The Kangxi emperor (reigned 1662–1722) was a renaissance man whose patronage of the arts was surpassed only by his intuitive administrative abilities and military prowess. In 1698, he took the remarkable initiative of opening the only imperially supported glass studio in China’s history. The works of art made in this early eighteenth-century workshop were a fusion of European and Chinese forms and decoration, and very few survive to this day.
This bottle is one such work and of a type specially designed to sit on a scholar’s desk for use with a calligraphy brush. The gentle curves of its globular form, achieved by standard glass-blowing techniques, sweep up from the base to a stout, raised neck in emulation of a Western prototype. The vitreous mixture that was used to create its deep aquamarine color contained too great a percentage of alkaline com-ponents, so the surface has visibly “crizzled” over time. Crizzling occurs when the glass surface breaks down physically and typically manifests itself, as here, as splotchy patches of silvery gloss on the exterior.
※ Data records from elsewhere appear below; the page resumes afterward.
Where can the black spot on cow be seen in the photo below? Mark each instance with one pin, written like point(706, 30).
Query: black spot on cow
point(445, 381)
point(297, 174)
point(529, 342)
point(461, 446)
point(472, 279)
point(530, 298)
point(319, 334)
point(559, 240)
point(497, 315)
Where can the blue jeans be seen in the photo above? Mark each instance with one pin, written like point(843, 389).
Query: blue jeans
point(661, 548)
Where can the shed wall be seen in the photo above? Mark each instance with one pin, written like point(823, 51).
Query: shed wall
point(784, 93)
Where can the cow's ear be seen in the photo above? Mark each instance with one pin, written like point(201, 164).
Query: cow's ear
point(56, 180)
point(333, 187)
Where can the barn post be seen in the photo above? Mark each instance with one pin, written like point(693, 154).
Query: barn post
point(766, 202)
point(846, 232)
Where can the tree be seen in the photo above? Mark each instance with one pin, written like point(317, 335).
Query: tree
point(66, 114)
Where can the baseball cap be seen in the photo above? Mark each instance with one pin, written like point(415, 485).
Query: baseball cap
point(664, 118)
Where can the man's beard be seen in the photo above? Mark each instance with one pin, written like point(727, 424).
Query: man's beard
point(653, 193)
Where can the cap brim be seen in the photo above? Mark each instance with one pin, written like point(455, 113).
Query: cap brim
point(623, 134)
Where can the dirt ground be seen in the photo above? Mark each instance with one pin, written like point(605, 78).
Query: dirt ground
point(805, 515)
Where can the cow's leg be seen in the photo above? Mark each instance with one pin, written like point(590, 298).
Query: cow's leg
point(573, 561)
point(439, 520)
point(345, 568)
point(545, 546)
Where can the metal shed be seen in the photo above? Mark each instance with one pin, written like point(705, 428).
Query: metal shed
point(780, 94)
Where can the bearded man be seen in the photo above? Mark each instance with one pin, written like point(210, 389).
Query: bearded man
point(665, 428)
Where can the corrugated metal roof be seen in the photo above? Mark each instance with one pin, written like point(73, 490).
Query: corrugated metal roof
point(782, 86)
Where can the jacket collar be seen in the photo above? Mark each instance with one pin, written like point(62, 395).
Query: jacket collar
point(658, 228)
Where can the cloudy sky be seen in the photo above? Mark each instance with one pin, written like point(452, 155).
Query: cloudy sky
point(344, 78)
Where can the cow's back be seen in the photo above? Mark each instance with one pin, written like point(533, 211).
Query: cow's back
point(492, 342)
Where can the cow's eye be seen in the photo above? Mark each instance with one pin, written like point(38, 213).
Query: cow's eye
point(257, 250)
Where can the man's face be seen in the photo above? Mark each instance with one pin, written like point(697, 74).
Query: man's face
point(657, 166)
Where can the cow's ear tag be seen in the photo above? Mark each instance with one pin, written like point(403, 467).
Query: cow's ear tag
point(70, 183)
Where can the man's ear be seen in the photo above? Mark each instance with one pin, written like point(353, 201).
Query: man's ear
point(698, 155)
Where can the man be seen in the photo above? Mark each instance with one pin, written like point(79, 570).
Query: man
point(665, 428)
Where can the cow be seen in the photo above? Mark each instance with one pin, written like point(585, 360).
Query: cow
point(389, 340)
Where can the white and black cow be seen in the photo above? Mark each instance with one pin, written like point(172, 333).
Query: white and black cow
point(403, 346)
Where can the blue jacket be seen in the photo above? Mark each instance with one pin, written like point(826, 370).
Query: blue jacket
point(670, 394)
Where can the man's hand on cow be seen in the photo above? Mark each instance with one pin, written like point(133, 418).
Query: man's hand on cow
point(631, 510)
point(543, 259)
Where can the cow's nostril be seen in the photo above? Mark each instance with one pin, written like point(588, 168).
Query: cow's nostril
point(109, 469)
This effect is characteristic of Chinese glass made between 1700 and 1730 and may well have been an intentional design element favored for its accidental qualities.
The outer surfaces of this bottle have been wheel-etched throughout with a classic flowing lotus design. This technique approximates Venetian diamond-tip engraving and, together with the form, highlights an ever-distinctive union of Chinese subject matter with European technology in the best innovative, imperial Qing-dynasty tradition.